Verweerder heeft ter zitting nader toegelicht dat het vliegen volgens preferentieel baangebruik een breed gedragen wens is. Dit type baangebruik voorkomt, aldus verweerder, onnodige geluidbelasting ten gevolge van het vliegverkeer in dichtbevolkte gebieden. De Alderstafel, overige betrokken overheden en het parlement, dat al heeft ingestemd met een wijziging van de Wlv ten behoeve het doorvoeren van het NNHS, staan achter dit type baangebruik. Er wordt inmiddels ook al acht jaar volgens het NNHS gevlogen.
Verweerder heeft erop gewezen dat door de Alderstafel, blijkens haar advies van 8 oktober 2013, is onderkend dat het profijt dat de omgeving van het NNHS heeft zal afnemen met de toename van het vliegverkeer op Schiphol en dat als gevolg van die toename – die uitdrukkelijk als uitgangspunt is genomen – de grenswaarden op termijn zouden kunnen worden overschreden.
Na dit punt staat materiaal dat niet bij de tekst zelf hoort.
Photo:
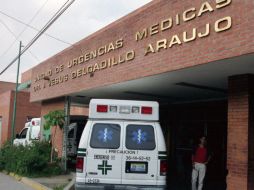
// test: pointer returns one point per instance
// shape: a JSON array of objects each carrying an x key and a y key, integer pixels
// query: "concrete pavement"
[{"x": 8, "y": 182}]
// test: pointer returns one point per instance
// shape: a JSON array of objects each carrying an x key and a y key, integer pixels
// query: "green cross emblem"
[{"x": 104, "y": 167}]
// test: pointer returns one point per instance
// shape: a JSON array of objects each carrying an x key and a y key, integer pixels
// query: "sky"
[{"x": 81, "y": 19}]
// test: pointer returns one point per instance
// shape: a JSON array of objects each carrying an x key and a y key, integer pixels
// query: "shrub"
[{"x": 31, "y": 160}]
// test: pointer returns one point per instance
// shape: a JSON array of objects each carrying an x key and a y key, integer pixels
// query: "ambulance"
[{"x": 122, "y": 147}]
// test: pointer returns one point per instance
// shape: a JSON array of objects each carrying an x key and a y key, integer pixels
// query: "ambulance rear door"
[
  {"x": 139, "y": 167},
  {"x": 104, "y": 152}
]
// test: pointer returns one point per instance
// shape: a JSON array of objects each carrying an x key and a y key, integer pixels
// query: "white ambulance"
[{"x": 122, "y": 147}]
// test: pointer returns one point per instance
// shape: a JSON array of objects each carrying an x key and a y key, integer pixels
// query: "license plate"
[{"x": 138, "y": 167}]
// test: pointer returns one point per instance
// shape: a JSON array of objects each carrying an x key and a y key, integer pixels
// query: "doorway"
[{"x": 186, "y": 124}]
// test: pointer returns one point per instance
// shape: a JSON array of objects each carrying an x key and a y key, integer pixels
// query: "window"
[
  {"x": 105, "y": 135},
  {"x": 23, "y": 133},
  {"x": 71, "y": 133},
  {"x": 140, "y": 137}
]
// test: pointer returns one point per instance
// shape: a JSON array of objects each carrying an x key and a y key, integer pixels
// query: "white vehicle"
[
  {"x": 29, "y": 133},
  {"x": 122, "y": 147},
  {"x": 72, "y": 139}
]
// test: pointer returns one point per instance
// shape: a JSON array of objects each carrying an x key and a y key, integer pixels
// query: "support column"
[{"x": 240, "y": 141}]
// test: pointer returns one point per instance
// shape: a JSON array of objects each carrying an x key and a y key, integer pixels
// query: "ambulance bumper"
[{"x": 85, "y": 186}]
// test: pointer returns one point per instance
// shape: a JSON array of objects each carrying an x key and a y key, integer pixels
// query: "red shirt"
[{"x": 200, "y": 155}]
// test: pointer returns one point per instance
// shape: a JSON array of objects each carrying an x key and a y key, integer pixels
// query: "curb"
[
  {"x": 70, "y": 185},
  {"x": 35, "y": 185}
]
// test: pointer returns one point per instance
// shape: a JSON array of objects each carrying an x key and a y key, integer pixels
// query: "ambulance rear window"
[
  {"x": 105, "y": 135},
  {"x": 140, "y": 137}
]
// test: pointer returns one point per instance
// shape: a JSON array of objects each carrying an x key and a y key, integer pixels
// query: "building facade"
[{"x": 194, "y": 57}]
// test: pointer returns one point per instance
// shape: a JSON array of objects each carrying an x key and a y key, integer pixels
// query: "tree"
[{"x": 54, "y": 119}]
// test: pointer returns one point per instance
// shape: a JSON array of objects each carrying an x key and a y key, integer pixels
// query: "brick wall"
[
  {"x": 5, "y": 103},
  {"x": 6, "y": 86},
  {"x": 217, "y": 46},
  {"x": 240, "y": 138},
  {"x": 26, "y": 76},
  {"x": 75, "y": 110}
]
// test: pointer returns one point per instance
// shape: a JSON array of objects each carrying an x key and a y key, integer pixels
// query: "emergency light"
[{"x": 124, "y": 109}]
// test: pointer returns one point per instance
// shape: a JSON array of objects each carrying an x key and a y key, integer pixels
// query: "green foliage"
[
  {"x": 54, "y": 118},
  {"x": 31, "y": 160}
]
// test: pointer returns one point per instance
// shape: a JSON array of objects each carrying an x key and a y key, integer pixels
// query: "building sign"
[{"x": 87, "y": 64}]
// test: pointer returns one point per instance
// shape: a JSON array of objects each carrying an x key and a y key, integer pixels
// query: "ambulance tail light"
[
  {"x": 102, "y": 108},
  {"x": 146, "y": 110},
  {"x": 79, "y": 164},
  {"x": 163, "y": 167}
]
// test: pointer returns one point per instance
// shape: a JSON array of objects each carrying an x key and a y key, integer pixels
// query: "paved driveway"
[{"x": 7, "y": 182}]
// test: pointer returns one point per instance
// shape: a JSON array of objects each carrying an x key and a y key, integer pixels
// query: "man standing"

In het gebruiksjaar 2016 is dit ten aanzien van de Aalsmeer - en Zwanenburgbaan ook het geval geweest. De overschrijding van de grenswaarden is het gevolg van het feit dat de grenswaarden sinds 2008 vanwege de ontwikkeling van het NNHS niet meer zijn geactualiseerd, terwijl het aantal vliegbewegingen op jaarbasis is toegenomen. In het laatste jaar dat geen sprake was van overschrijdingen van de grenswaarden vonden circa 450.000 vliegbewegingen per jaar plaats, het afgelopen jaar vonden 495.000 vliegbewegingen plaats, terwijl voor 2019 maximaal 500.000 vliegbewegingen per jaar zijn ingepland.
Overschrijding van de grenswaarden laat volgens verweerder echter onverlet dat het vliegverkeer op de minst geluidpreferente banen nu volgens het NNHS wordt gevlogen – met name aan het einde van het jaar – minder toeneemt dan wanneer zou worden vastgehouden aan de verdeling van het vliegverkeer op basis van het wettelijke systeem. Vliegen volgens het NNHS is volgens verweerder voor de omgeving en dus ook voor eisers voordeliger dan vliegen volgens het wettelijke systeem.
Handhavend optreden zou volgens verweerder betekenen dat moet worden teruggevallen op het oude systeem dat is gebaseerd op niet geactualiseerde grenswaarden, omdat er buiten de grenswaarden geen toetsingskader is. Verweerder heeft toegelicht dat het vliegverkeer onder het wettelijke systeem niet optimaal kan worden verdeeld en veel vliegverkeer zou moeten worden afgewikkeld op de Buitenveldertbaan. Dit laatste zal niet alleen impact hebben op de geluidsoverlast voor omwonenden rondom die baan, maar ook op de beschikbare capaciteit van de luchthaven.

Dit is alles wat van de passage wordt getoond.